Southeast's Wirthmann said CUs should maintain a "disciplined" strategy and "maintain that strategy through peaks and valleys."

"We think the fourth quarter will be better than the third quarter in economic performance. The decline in oil prices will put more funds in consumers' pockets again. But, savings rates are down and consumer debt is at an all-time high, and real estate is slowing down, if not declining in value."

Given all these circumstances, Wirthmann said a "basic ladder" makes sense for CUs. He said this reduces interest rate risk because the credit union continually gets cash back. If rates are rising, the CU can reinvest at higher rates. Or, the regular liquidity funds loan demand if it picks up. If rates decline "the credit union still should have some longer certificates at the end of the ladder."

"We are cautioning credit unions not to buy unstructured mortgage products," Wirthmann added.

Window Certificates

According to Araujo, WesCorp has developed a variable-term "window" certificate. He said CUs can choose the maturity date within a variable period.

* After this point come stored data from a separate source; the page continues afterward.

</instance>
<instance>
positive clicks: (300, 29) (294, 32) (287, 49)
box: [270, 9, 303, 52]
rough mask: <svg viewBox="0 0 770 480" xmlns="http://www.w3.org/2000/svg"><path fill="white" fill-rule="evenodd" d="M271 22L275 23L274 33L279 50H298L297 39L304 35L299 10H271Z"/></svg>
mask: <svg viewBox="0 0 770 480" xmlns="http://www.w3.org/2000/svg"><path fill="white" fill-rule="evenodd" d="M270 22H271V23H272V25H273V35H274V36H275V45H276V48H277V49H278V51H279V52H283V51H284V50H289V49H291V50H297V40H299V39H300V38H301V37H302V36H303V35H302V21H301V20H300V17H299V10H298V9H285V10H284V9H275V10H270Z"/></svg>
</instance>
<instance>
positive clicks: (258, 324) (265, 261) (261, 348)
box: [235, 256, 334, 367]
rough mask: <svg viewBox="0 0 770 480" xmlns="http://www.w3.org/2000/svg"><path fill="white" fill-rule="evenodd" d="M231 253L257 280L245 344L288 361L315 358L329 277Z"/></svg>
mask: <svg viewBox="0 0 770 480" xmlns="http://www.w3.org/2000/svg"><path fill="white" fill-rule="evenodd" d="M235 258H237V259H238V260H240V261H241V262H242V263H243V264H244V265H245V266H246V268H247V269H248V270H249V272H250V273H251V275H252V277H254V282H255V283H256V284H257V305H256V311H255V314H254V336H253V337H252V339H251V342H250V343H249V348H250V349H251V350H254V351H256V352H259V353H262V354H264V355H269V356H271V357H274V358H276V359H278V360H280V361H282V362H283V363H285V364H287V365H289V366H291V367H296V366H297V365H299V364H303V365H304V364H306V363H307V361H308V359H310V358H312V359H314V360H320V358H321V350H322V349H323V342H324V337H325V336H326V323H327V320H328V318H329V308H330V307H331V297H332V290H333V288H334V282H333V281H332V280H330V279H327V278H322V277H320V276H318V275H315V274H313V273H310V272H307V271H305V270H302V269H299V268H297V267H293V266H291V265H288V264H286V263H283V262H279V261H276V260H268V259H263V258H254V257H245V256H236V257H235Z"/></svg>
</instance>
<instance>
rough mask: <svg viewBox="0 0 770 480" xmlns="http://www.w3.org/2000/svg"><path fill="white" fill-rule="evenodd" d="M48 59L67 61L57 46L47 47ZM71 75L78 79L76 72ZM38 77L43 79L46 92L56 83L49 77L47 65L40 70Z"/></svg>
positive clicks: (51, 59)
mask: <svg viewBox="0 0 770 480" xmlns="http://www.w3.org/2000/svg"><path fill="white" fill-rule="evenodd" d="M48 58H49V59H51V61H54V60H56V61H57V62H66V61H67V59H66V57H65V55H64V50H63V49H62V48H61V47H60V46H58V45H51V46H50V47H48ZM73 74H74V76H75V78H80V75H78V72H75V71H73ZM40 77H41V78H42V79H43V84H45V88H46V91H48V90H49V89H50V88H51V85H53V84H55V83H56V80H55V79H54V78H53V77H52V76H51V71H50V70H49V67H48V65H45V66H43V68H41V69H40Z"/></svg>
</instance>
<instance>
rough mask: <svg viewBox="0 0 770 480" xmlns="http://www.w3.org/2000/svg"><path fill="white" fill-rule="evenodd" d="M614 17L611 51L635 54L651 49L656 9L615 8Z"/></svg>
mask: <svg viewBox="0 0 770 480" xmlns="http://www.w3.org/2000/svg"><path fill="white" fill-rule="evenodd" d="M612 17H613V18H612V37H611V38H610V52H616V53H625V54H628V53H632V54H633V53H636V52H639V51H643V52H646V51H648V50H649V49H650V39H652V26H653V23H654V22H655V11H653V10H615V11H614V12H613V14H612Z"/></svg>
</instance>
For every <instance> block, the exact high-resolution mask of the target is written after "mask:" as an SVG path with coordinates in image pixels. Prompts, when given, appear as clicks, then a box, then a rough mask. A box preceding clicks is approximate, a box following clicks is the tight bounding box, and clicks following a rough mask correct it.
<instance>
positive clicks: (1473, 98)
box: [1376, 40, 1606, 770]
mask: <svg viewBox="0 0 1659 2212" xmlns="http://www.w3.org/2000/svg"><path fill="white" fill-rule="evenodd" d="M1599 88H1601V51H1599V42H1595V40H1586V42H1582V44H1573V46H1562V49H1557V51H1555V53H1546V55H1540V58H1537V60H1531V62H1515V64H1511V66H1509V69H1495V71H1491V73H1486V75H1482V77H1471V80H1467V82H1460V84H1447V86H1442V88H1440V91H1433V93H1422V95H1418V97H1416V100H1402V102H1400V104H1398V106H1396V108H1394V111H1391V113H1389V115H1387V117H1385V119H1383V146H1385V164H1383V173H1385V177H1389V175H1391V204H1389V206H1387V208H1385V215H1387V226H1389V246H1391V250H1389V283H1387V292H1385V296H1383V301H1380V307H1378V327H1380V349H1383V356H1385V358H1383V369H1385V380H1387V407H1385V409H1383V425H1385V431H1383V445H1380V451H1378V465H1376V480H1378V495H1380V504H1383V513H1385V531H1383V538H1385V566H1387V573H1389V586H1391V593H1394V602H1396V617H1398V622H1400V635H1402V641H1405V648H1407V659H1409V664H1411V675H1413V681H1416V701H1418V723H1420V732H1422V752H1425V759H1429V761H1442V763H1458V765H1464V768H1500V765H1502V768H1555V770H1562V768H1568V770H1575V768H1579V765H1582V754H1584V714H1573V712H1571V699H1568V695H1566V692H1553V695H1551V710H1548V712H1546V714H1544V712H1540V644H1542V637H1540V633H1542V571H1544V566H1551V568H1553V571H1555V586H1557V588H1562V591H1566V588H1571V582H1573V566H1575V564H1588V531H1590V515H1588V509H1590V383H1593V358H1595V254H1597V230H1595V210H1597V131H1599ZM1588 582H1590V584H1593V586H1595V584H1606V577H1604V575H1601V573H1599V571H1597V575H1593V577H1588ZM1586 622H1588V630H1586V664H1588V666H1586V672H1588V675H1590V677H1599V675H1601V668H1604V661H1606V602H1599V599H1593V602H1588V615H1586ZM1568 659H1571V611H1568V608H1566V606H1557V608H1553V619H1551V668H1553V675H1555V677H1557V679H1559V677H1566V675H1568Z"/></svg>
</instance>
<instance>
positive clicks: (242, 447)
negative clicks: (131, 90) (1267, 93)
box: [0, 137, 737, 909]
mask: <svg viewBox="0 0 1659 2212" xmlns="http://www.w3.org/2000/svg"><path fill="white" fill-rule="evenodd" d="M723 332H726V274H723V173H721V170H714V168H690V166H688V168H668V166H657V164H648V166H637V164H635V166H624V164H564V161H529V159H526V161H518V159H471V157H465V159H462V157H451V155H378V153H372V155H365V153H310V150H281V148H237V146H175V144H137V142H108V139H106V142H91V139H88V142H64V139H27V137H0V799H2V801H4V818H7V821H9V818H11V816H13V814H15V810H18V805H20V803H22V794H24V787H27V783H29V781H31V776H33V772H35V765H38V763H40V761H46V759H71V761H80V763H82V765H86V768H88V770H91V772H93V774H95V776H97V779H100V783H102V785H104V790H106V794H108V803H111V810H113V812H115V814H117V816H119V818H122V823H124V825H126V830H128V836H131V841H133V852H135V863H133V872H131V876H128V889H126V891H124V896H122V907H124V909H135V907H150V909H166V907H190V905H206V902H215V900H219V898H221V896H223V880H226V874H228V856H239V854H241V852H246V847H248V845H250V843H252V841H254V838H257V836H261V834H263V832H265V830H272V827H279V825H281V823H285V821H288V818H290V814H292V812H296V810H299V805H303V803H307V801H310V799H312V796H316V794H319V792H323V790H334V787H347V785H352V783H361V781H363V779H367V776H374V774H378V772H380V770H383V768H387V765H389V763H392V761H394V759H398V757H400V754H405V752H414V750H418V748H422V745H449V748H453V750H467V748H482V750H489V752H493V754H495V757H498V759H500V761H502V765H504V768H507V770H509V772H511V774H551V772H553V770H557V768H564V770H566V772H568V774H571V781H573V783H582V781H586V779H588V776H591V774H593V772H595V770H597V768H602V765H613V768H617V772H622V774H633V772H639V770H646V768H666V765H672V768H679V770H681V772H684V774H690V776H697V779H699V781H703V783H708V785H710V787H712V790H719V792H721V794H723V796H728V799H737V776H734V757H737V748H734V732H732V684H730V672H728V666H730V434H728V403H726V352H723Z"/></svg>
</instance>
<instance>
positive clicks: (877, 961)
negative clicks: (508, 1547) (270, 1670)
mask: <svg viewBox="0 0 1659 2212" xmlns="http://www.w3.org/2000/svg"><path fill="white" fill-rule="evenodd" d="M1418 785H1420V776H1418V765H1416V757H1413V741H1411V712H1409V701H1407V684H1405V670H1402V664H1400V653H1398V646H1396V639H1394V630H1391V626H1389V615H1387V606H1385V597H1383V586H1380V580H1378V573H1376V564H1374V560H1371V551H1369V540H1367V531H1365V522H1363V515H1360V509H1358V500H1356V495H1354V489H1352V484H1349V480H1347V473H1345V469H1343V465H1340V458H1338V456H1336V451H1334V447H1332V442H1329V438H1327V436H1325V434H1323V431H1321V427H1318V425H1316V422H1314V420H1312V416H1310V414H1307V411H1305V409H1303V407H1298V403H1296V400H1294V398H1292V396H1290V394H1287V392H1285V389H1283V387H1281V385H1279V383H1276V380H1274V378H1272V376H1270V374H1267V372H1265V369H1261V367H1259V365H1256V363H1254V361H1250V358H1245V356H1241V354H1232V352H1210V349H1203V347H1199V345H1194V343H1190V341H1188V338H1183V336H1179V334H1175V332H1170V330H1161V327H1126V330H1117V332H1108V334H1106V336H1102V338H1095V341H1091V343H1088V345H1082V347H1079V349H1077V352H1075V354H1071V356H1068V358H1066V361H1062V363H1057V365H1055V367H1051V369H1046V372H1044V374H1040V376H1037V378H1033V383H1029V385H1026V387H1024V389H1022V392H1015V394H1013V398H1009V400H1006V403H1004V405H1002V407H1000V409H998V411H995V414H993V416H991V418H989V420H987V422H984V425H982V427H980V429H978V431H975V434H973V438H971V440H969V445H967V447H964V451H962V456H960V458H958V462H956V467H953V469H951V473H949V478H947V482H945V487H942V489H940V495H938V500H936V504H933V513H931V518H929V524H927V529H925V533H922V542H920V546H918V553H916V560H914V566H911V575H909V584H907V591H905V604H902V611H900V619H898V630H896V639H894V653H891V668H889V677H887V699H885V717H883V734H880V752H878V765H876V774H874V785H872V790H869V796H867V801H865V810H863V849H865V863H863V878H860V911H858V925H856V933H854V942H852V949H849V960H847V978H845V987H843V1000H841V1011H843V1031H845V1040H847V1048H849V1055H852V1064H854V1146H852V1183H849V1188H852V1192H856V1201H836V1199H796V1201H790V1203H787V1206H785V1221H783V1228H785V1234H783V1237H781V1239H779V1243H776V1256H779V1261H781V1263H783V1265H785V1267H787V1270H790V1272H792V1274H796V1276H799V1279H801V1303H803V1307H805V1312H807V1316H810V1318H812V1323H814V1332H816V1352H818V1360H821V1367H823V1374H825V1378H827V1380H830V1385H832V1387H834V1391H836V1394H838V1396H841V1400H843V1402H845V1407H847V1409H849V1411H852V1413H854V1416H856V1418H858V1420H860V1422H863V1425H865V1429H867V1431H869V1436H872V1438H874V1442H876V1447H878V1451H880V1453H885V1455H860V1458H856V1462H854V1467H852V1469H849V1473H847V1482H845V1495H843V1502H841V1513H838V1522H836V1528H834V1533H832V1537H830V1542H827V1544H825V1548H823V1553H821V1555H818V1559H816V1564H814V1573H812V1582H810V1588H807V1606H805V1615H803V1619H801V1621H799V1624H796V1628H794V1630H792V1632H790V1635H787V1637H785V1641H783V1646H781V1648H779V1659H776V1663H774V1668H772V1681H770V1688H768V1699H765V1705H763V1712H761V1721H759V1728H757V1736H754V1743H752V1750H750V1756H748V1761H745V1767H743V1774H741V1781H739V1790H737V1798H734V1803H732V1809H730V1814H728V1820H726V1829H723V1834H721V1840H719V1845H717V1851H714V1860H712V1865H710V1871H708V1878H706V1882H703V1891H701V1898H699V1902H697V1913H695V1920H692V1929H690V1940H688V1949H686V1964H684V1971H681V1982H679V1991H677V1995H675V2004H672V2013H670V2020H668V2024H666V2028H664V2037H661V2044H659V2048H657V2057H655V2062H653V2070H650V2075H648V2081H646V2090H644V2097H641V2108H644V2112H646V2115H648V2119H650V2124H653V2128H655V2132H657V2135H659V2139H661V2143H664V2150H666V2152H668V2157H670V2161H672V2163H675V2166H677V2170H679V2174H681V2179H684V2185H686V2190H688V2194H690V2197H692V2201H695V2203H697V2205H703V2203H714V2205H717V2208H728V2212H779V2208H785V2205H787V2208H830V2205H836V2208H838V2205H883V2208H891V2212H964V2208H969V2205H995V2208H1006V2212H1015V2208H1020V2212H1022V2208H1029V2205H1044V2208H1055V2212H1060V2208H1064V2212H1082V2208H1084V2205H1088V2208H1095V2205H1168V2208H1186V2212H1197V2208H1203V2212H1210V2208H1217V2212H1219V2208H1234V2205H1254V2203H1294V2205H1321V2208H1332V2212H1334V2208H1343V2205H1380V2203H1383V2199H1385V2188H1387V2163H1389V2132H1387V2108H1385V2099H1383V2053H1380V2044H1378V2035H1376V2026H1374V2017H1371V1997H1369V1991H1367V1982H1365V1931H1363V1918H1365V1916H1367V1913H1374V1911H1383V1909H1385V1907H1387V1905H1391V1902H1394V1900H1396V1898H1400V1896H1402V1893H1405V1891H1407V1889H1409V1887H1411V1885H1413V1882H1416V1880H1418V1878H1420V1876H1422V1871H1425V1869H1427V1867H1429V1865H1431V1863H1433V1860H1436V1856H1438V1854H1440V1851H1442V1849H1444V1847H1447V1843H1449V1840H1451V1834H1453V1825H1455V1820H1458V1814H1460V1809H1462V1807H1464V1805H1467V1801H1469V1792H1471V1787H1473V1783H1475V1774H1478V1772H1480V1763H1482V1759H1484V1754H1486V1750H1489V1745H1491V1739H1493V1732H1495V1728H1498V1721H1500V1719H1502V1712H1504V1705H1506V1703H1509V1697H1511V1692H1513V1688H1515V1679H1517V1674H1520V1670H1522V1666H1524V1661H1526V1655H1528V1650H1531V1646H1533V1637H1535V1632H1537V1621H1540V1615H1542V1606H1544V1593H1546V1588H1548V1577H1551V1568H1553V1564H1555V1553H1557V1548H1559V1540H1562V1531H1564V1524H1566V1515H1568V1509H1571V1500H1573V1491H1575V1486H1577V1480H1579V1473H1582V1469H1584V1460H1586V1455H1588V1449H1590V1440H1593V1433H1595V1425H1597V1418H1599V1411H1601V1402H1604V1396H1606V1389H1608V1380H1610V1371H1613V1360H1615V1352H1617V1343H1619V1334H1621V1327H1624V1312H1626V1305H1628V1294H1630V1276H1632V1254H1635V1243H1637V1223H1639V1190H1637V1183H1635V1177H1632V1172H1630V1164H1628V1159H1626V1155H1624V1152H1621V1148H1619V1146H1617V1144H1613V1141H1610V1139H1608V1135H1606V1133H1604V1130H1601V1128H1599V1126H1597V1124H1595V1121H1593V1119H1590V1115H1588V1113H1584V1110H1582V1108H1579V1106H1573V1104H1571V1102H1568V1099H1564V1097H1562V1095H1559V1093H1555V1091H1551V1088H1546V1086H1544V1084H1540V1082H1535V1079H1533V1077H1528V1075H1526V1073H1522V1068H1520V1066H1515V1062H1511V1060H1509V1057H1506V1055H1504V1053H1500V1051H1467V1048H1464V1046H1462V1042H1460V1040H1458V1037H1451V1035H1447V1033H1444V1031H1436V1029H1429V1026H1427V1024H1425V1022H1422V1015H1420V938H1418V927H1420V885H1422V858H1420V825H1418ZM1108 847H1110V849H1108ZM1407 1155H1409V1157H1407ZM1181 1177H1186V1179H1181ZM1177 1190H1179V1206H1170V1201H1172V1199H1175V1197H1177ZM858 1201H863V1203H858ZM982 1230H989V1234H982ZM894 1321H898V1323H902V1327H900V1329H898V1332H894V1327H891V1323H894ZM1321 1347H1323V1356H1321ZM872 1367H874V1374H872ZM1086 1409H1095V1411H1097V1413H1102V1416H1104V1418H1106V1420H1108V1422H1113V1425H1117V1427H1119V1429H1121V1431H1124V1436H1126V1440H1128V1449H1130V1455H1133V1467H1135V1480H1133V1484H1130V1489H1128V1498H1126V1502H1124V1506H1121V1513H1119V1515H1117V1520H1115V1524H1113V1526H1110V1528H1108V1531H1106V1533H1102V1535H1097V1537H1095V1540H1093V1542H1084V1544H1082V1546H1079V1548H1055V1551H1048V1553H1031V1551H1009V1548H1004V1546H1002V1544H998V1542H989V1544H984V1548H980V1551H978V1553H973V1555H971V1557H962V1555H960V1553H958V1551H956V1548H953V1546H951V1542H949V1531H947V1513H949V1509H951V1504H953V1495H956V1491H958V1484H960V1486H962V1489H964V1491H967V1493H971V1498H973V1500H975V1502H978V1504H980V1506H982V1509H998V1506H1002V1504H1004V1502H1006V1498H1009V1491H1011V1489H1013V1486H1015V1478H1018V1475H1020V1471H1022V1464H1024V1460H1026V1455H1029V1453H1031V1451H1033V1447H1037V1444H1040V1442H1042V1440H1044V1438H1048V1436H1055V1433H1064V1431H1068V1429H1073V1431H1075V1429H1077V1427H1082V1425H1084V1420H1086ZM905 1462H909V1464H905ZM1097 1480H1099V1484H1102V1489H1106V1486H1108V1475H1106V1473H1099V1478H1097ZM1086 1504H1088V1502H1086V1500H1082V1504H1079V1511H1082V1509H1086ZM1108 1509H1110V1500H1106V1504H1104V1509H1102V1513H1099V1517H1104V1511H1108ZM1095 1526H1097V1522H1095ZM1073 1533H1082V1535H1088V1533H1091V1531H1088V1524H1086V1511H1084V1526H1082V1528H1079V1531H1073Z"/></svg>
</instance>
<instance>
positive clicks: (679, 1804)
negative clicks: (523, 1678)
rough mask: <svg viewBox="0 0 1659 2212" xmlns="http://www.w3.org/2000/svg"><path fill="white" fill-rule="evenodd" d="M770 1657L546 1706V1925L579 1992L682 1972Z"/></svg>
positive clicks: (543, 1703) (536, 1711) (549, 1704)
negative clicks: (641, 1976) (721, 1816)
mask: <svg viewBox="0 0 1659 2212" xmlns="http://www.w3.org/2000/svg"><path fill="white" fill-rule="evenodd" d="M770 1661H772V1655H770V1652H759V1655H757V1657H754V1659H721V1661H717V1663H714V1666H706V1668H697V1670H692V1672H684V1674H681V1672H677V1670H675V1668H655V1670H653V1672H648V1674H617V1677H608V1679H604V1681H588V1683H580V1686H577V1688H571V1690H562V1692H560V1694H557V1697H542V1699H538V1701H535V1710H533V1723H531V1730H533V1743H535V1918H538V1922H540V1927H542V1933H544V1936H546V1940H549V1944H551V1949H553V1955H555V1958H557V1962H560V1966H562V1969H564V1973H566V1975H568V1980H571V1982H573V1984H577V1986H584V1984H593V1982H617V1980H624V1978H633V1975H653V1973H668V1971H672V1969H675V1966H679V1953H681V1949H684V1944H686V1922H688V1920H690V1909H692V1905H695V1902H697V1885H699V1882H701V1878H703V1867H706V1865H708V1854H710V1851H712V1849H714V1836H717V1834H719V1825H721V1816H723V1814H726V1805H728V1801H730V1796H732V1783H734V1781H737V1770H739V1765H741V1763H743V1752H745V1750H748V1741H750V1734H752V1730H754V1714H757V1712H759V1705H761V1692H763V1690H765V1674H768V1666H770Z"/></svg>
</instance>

"This is a new product that we have not seen offered before, and it is drawing a lot of interest," he said. "If a credit union wants to invest for 18 months, the window certificate will mature in 15 to 18 months, and the credit union doesn't have to say when now. It can decide on a three-day turnaround."

Araujo said the window certificates help CUs that don't want to wait to invest, but still need liquidity. He said it is helpful for teachers' credit unions that experience drawdowns in the summertime, as they can designate a window of six-to-nine months.

"The credit unions can choose the window, and there is not a huge distinction in the yield curve. They have to be very tactical in the program and not worry so much about the term."

The bottom line, Araujo emphasized, is not sitting on cash.

"Some credit unions are seeing their lending pipeline dwindle. There is not much real estate activity, and even the auto side is quiet," he said. "Credit unions don't want to have a large investment portfolio, but they want the money to go to use somewhere."